In a country of 25 million, political demonstrations of this size—over 10% of the entire population took to the streets in the course of a single week—indicate a dramatic level of polarization and radicalization. Back in April of this year, the political confrontation had already reached the point where an opposition mobilization, with included actions by diverse military factions, led to the toppling of the Chávez government—and its reinstatement in just over 48 hours.
Since then, the political fires in Venezuela have only grown stronger, shedding great heat but almost zero light. The country is now poised at the edge of bloody civil war, with none of the contending forces actually aware of what the real issues are.
This state of affairs in Venezuela is not surprising, since it is in fact the intent of the dominant neo-conservative "Utopian" political forces in Washington, to bring about such polarization and confrontation—not only in Venezuela, but in the entirety of Ibero-America, including Brazil—in order to defend their dying global financial system. Take the case of the Hudson Institute's Constantine Menges, a long-term intelligence operative in the Washington circuit, who was previously in the National Security Council and the CIA.Menges has written extensive, grade-Z tracts on the purported danger of a new "axis of evil" emerging in Ibero-America, an axis under the influence of the SãoPaulo Forum, and including the Colombian FARC narco-terrorists, "Cuba's Fidel Castro, the Chávez regime in Venezuela, and a newly elected radical President of Brazil, all with links to Iraq, Iran, and China."
Menges, who works closely with the State Department's Assistant Secretary for Western Hemisphere Affairs, Otto Reich, is part of Washington's Utopian faction of Dick Cheney, Donald Rumsfeld, Richard Perle, et al., who are driving for a U.S. war against Iraq, in order to unleash a generalized Clash of Civilizations across the Middle East and central and southern Asia. Menges gives a glimpse of the Utopians' real concern when he denounces those who attack "neoliberal" economic policies and the "international financial institutions and international borrowing"—read, the IMF and Wall Street. He decries the "anti-market ideology" spreading across Ibero-America. Thus, in Menges one finds attacks against the FARC—but nowhere a mention of this drug-running gang's meetings with the president of the New York Stock Exchange, Richard Grasso. One reads denunciations of the São Paulo Forum—but not of their association with the Anglo-French financier Teddy Goldsmith and his World Social Forum. One encounters copious condemnations of Hugo Chávez—but not a word about the City of London's sponsorship of his career, nor of his fealty to IMF policies for Venezuela.

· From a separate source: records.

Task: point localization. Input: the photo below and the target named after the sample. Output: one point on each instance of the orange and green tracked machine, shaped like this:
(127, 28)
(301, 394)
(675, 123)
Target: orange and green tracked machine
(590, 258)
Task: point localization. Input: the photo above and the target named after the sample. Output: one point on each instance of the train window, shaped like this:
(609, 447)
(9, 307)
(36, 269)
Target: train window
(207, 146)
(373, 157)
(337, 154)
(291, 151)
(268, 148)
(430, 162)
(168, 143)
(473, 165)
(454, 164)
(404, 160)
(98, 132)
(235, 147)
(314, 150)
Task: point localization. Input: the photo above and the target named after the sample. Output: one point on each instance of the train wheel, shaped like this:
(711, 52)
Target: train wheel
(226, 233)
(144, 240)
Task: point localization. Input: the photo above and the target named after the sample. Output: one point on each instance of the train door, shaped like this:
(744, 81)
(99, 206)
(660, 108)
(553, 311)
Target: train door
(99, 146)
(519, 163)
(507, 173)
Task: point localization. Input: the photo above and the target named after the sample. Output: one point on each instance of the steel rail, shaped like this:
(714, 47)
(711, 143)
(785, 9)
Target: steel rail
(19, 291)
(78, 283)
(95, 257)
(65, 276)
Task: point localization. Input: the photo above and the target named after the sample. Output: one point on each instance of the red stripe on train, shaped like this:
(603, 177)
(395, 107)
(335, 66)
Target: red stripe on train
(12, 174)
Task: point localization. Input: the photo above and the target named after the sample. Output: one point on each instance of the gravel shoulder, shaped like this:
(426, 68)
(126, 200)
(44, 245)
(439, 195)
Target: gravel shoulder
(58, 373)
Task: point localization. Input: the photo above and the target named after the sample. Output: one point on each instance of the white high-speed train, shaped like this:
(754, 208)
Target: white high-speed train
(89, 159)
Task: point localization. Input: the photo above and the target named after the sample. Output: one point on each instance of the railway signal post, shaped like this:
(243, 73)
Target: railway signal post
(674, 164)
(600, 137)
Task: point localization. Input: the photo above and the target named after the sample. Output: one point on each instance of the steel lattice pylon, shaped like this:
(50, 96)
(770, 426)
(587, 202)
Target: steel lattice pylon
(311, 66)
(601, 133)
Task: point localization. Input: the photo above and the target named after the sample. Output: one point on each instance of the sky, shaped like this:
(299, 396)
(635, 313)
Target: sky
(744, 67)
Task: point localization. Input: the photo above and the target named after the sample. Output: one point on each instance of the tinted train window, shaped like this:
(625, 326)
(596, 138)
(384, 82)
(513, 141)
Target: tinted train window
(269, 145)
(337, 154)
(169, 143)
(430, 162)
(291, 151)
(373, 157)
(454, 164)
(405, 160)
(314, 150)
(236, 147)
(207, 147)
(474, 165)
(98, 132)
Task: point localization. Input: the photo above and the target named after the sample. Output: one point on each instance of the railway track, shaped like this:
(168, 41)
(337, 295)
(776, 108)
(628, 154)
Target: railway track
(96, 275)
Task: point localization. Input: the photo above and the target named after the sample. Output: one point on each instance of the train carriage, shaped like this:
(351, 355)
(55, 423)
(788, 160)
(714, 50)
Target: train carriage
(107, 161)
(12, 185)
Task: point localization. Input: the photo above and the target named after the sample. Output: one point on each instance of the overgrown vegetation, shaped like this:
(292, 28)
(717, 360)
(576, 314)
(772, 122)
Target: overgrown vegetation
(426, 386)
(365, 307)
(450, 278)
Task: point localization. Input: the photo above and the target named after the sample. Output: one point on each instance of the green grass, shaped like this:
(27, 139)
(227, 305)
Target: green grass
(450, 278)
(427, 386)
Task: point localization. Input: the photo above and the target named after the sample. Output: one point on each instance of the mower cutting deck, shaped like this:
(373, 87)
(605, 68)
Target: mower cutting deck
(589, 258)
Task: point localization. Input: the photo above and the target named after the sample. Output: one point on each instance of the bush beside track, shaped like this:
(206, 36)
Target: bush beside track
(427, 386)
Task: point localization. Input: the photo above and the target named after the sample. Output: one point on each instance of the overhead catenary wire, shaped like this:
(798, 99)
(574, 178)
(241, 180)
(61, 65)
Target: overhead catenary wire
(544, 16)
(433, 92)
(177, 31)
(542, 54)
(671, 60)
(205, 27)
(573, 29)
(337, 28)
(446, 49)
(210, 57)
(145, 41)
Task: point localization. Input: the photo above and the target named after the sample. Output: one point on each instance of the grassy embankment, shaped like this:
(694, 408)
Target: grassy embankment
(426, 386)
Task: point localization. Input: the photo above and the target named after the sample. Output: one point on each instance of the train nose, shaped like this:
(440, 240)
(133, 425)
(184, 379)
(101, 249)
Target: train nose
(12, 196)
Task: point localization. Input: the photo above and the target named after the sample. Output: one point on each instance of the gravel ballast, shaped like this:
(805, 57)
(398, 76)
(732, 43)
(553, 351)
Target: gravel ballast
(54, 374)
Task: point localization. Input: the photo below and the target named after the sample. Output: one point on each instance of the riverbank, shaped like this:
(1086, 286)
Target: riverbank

In this regard, we take note of a recent "Open Letter to the Brazilian People" issued by Alejandro Peña Esclusa, now the head of Fuerza Solidaria, an organization which has been active among opposition forces in Venezuela. Based on our own difficult experience with Peña and associates over the years, we consider it advisable to warn readers that he is neither stable nor reliable, especially in recent years. His Menges-like open letter only introduces another dimension of instability into an already explosive hemispheric situation. We refer readers to LaRouche's remarks cited above. As they say in Venezuela, "It's the economy, Chico."